Reyes, Buehrle and Pujols visited Miami and toured the ballpark last week, but Madson didn't travel to South Florida.
Since the start of free agency, the Marlins have been arguably the most aggressive team on the market, although they have yet to sign a player.
Along with hosting Buehrle, Reyes and Pujols, team officials also traveled to the Dominican Republic last week to watch a private workout of center fielder Yoenis Cespedes, a Cuban defector who has yet to be cleared as a free agent.
The Marlins are not commenting officially on whether they have made offers or not. But the team noted that its new ballpark is giving it revenue streams to go after high-profile players.
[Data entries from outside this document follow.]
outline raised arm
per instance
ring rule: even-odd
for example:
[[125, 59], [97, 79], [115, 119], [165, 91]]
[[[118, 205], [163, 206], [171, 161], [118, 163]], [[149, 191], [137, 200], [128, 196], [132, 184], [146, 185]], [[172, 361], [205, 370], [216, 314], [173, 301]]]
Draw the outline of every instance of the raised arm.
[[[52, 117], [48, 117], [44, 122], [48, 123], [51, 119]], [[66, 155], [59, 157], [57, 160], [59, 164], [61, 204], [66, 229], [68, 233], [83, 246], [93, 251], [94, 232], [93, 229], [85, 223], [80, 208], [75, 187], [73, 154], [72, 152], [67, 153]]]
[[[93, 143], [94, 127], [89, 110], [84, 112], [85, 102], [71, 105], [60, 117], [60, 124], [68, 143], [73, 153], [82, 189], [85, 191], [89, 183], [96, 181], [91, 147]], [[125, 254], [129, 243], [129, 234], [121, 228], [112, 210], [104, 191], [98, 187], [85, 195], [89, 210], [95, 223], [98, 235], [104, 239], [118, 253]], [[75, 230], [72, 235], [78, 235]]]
"Our payroll is in a position where our job is to build a team with contingency plans," team president David Samson said on Friday at the renaming ceremony. "So we're going out and being very aggressive with free agents who we think can help the team. We have a first choice. We have a 1A and a 1B."
Chances are, the Marlins won't be able to sign all four players to whom they have presented offers. But they could add two, and perhaps a third in Madson as a closer.
Reyes has emerged as the top choice.
If they land the 28-year-old Reyes, the Marlins would be bringing in the 2011 National League batting champion. He hit .337 this past season with the Mets.
The addition of Reyes, however, would create an internal issue.
The Marlins already have a three-time NL All-Star shortstop in Hanley Ramirez.
Ramirez would likely be asked to move to third base.
A shortstop all his life, Ramirez told reporters last week: "I'm a shortstop right now, so I don't know. I consider myself a shortstop."
Having two star players both wanting to be at the same position could present some problems. But the Marlins feel that they have the perfect manager in Guillen to make both players accept their roles.
The Marlins will have competition for Reyes, as the Brewers have made preliminary contact with the shortstop's agent, Peter Greenberg.
But no offer was made.
The Marlins, meanwhile, are moving aggressively, continuing to sell free agents on the appeal of Miami, the new ballpark, warm weather, Guillen as a manager and the possibility of turning the franchise around in a hurry.
"What we have done is take the time in an organized way," Samson said a few days ago. "We knew ... going into the offseason what we were going to do."
Now, it's a matter of closing some deals.